After the acute phase of infection with evidence of two consecutive negative results of nasopharyngeal swab samples, all patients completed the rehabilitation cycle and were discharged from the hospital.

Our case series suggests that the majority of vulnerable patients may exhibit cardiopulmonary complications during the acute phase of SARS-CoV-2 infection contracted during hospitalization.
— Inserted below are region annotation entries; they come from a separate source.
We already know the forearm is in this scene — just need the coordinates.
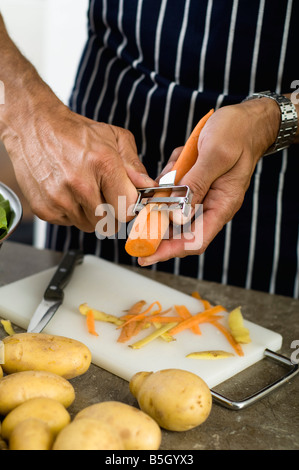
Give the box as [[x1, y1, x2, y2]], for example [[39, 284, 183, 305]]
[[0, 15, 62, 141]]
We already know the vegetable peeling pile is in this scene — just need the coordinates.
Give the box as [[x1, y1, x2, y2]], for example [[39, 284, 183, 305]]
[[79, 292, 251, 360], [0, 194, 13, 240]]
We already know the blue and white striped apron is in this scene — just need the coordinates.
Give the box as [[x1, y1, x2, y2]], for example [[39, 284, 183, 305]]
[[47, 0, 299, 297]]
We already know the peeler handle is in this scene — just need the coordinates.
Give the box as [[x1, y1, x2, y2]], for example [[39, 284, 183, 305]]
[[211, 349, 299, 410]]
Of note, these cardiac complications appear to be comparable to those noted in the early phase of the pandemic [8, 9, 11‐15]. A non-negligible proportion of patients may react with a significant increase in BP. As recently reported by a prospective study including hospitalized patients with confirmed diagnosis of SARS-CoV-2 infection, a non-negligible proportion of patients may develop a persistent increase in BP (as defined by BP values ≥ 140 mmHg systolic or 90 mmHg diastolic for at least two consecutive days) requiring new or intensified antihypertensive treatment during hospitalization [10]. Furthermore, estimating the effects of covariates with multivariable regression models, COVID-19 was associated with a sevenfold higher risk of uncontrolled hypertension when compared with bacterial pneumonia (p = 0.004), even after adjustment for confounders [10].

This phenomenon has been associated with angiotensin-converting enzyme 2 (ACE₂) receptor deficiency, potentially linked to reduced generation of the potent vasodilator angiotensin_1-7, during the active phase of the infection [10, 16‐26].

Almost all of our patients with important cardiovascular comorbidities and COVID-19 infection during hospitalization developed complications which, however, did not evolve towards more severe expressions of the disease. All patients had received COVID-19 vaccination over the past months, exerting a potential effect on reducing the risk of progression towards more severe disease of SARS-CoV-2 infection in vulnerable patients with cardiovascular comorbidities.